The stages of aging as I understand them:

  1. You don’t understand things that are cool because you are too young to have any idea what’s happening in the larger social sphere. In a way, very young kids are as cool as they come because they readily embrace trends–every single kid loves some combination of Star Wars, Batman, princesses, and Thomas–and also completely do their own thing. My niece’s favorite activity is belly-flopping off the couch onto a giant beanbag. Had she developed the vocabulary, I feel certain she could discuss the nuances of couch-leaping in crushing detail.
  2. You understand things that are cool but can’t do anything about it because your bedtime is 8:00 and you have a life savings of like 6 dollars in nickels. Also Mom says no.
  3. You understand things that are cool and engage in them with parental approval.
  4. You understand things that are cool and engage in them without parental approval.
  5. You understand things that are cool but you find that sometimes you don’t care.
  6. You still know what is cool but occasionally there are new cool things that you don’t understand.
  7. You start losing track of what is cool.
  8. You completely lose track of what is cool.
  9. You don’t go to parties anymore.
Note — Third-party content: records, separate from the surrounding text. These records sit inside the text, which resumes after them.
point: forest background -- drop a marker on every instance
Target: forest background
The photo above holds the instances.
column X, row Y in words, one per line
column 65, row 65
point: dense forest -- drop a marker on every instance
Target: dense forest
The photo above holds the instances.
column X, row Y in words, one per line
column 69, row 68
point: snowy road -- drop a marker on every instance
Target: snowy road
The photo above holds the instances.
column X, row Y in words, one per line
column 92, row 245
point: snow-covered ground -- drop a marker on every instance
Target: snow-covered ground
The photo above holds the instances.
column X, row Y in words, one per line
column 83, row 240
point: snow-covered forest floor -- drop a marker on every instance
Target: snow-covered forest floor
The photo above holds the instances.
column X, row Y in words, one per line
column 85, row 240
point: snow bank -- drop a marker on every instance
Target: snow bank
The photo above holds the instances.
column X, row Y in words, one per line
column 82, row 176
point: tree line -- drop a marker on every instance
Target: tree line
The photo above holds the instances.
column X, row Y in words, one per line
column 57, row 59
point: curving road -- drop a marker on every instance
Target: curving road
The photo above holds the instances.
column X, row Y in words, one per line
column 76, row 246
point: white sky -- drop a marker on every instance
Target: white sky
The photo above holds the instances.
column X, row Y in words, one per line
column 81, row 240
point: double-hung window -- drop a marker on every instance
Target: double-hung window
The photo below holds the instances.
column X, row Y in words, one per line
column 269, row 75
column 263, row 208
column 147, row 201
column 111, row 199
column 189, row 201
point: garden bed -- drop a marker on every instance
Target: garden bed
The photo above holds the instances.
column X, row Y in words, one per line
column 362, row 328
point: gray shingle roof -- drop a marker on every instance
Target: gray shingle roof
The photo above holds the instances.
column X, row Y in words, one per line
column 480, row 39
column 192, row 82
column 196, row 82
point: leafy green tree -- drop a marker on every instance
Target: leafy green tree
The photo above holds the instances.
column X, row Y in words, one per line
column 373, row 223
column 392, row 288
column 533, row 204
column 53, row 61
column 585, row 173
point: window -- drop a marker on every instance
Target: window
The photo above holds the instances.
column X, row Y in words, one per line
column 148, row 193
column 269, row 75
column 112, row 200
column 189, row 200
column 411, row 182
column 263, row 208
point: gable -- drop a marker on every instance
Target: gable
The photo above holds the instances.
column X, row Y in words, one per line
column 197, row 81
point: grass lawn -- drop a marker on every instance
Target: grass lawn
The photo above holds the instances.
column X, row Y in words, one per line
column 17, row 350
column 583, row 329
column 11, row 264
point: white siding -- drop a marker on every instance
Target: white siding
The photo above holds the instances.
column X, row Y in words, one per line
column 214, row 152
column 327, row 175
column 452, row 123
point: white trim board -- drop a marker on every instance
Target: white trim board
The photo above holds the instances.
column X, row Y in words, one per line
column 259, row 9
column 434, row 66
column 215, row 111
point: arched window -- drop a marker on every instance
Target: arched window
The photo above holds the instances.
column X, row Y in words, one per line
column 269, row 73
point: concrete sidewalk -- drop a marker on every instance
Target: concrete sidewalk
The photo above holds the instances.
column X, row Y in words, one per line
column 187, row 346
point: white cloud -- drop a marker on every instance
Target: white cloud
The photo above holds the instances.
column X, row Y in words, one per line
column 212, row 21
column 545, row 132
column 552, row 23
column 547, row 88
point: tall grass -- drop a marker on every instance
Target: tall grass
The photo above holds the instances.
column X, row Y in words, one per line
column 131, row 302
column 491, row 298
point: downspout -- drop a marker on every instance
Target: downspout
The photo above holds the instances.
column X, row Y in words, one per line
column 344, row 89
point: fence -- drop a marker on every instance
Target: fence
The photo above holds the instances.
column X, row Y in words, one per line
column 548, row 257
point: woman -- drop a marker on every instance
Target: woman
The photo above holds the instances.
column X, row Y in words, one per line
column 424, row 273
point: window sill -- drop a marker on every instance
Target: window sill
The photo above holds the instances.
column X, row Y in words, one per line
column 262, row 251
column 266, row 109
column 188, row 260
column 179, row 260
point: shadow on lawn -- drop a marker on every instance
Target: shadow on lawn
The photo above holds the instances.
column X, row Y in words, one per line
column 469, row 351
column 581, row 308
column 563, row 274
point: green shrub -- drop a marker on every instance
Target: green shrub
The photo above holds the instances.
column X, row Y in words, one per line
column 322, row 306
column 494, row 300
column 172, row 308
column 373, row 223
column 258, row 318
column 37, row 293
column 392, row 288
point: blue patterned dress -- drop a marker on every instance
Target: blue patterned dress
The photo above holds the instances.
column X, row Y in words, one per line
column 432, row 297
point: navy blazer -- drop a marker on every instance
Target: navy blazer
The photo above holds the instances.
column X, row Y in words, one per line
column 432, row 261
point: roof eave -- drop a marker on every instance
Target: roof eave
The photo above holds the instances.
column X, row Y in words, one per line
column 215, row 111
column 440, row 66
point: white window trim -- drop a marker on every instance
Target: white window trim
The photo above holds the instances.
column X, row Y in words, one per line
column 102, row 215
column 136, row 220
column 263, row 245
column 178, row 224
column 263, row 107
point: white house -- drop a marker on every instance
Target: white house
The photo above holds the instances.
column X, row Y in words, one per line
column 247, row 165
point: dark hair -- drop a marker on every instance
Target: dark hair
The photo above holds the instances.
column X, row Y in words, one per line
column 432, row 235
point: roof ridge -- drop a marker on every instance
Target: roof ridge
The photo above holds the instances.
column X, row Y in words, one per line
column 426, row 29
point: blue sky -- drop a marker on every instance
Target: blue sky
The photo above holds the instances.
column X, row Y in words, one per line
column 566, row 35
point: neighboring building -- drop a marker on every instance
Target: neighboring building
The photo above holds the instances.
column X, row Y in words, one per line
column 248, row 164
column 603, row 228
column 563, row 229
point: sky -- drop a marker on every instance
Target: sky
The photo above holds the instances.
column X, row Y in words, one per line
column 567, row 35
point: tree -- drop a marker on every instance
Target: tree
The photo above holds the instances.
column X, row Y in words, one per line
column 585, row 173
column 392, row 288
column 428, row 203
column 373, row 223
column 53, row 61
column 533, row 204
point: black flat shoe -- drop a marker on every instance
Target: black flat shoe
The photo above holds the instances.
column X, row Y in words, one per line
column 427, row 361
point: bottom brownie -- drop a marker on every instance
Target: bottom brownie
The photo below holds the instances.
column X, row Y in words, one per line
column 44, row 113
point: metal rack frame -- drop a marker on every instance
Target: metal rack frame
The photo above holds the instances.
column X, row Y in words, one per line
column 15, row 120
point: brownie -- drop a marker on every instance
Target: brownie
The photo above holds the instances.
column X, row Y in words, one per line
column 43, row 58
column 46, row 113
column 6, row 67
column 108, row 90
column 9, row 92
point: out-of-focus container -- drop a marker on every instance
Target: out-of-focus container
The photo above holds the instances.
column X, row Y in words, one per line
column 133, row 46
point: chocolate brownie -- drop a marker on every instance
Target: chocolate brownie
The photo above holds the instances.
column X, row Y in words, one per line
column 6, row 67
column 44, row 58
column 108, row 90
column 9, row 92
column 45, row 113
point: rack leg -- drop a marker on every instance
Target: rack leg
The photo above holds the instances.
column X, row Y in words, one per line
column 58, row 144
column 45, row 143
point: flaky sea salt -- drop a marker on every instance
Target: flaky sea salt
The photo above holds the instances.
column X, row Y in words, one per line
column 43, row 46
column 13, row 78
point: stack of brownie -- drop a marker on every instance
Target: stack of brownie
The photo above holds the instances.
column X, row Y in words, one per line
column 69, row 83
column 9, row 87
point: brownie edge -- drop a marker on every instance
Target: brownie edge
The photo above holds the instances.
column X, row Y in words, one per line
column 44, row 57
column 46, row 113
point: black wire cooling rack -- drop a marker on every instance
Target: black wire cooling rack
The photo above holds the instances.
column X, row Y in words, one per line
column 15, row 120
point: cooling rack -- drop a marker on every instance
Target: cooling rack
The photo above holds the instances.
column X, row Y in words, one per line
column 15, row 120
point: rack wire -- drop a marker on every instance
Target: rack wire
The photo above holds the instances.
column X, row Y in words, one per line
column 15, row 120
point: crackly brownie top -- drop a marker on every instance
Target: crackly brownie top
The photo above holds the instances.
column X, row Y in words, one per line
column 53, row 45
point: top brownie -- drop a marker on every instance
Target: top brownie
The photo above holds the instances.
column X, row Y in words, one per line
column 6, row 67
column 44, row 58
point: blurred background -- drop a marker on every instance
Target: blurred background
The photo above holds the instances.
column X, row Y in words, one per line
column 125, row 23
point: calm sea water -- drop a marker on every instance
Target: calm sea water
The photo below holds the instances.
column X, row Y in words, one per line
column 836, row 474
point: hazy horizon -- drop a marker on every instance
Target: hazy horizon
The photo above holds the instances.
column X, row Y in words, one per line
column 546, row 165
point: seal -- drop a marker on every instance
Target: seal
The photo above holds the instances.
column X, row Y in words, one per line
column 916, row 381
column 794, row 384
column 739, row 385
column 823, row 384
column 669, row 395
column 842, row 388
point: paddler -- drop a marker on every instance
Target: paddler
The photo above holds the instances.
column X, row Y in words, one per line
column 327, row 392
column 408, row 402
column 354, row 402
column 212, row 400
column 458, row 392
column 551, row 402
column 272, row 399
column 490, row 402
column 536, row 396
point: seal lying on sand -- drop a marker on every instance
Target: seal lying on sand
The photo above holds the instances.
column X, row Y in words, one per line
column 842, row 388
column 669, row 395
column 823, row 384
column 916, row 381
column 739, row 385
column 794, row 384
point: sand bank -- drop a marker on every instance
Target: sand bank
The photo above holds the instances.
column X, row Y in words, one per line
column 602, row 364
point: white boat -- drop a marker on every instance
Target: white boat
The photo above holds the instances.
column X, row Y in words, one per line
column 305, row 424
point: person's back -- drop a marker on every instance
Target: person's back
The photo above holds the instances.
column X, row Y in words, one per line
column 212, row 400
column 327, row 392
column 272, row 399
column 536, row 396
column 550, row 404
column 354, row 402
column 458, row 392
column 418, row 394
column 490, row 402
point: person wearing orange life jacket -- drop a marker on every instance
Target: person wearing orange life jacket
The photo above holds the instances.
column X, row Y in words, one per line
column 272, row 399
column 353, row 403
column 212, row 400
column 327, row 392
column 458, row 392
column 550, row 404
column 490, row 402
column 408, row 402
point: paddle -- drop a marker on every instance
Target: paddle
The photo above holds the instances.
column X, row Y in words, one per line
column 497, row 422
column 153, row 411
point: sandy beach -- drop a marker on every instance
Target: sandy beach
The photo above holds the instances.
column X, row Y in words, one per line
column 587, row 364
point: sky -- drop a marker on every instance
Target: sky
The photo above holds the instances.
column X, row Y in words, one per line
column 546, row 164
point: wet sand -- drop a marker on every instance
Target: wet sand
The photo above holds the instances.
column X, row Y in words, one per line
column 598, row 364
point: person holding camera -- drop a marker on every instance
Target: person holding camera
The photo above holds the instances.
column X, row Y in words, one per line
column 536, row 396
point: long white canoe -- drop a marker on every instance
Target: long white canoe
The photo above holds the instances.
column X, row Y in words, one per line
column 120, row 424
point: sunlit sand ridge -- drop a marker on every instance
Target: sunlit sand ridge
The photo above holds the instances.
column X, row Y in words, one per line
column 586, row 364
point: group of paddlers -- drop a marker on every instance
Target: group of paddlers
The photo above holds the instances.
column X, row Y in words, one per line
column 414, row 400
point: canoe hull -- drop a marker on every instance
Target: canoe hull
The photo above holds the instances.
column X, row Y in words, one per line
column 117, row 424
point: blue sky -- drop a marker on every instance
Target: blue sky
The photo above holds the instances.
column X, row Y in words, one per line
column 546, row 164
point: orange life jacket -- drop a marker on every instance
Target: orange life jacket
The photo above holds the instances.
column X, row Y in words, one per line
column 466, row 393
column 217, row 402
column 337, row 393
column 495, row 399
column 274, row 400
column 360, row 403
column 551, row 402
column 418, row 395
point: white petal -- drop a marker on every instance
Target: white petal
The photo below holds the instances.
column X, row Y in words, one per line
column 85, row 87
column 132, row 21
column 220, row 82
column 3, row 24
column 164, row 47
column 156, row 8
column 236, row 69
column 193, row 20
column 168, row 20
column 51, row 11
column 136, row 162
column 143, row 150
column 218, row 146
You attend get-togethers. And a major conversation topic is everyone’s changing metabolism. The gathering breaks up around 9pm because everyone is tired.
  10. Someone tells you that they don’t call it “cool” anymore, they call it “smibs” or some damn thing.
  11. Things you think of as happening last decade actually happened multiple decades ago.
  12. Your doctor labels you a “weekend warrior” when you develop achilles tendinitis.
  13. You insist that your life experience makes it so that you understand at a more meta-level what is and isn’t cool, and they just say that’s exactly why you don’t have the smibs.
  14. No, old dude, let me help you out. You say, something “IS” the smibs. You don’t “have” the smibs.
  15. Why do they only sell clothes I want to wear at Sears in that weird alcove near the lawnmowers. That’s not the smibs.
  16. Wow is that guy still saying “smibs”?
  17. Gradual living degradation of your biological systems.
  18. Death etc.

I’m not obsessed with 40, especially. It’s a round number but it’s really just continuing various downward trends that begin sometime in your mid-thirties: which is everything beyond step 7 or so above, plus inexplicable weight gain. Sometime in the last five years I transitioned from healing from injuries in hours to weeks. About six weeks ago I took a weird step off a curb and went down in a faceward sprawl into the crosswalk. The various patches of road rash healed in a week or (except for a badass elbow scar). My back and hip took a few additional weeks to fully sort themselves out. But my left shoulder, the hero who accepted the forceful bulk of the downward plummet, is still screwed up. Mentally, I have transitioned from embarrassed about the clumsiness to acceptance that these things happen to actually feeling lucky I didn’t do something much worse like knock out a tooth or crack my glasses.

I don’t want to be all negative, even though that’s sorta more fun. For every bad thing about early middle age, in my fortunate case there are two good things (I’ll write a happy list at some point). I’d never go back anyway. Being a teenager was terrible and I was lost in my twenties. Though this raises the big open question of if/when I will ever stop thinking of my past self as an idiot. Since I was self-aware I always thought the same thing:

  1. Man I was dumb X years ago, I didn’t know anything.
  2. Luckily I’ve figured things out now.

Perhaps the great sign of maturity is realizing that you can’t keep pairing these two statements. The person who thought #2 always eventually becomes the person described by #1. It’s just a matter of realizing you are still the dumb one who doesn’t really know anything, just incrementally more than before, and acting accordingly.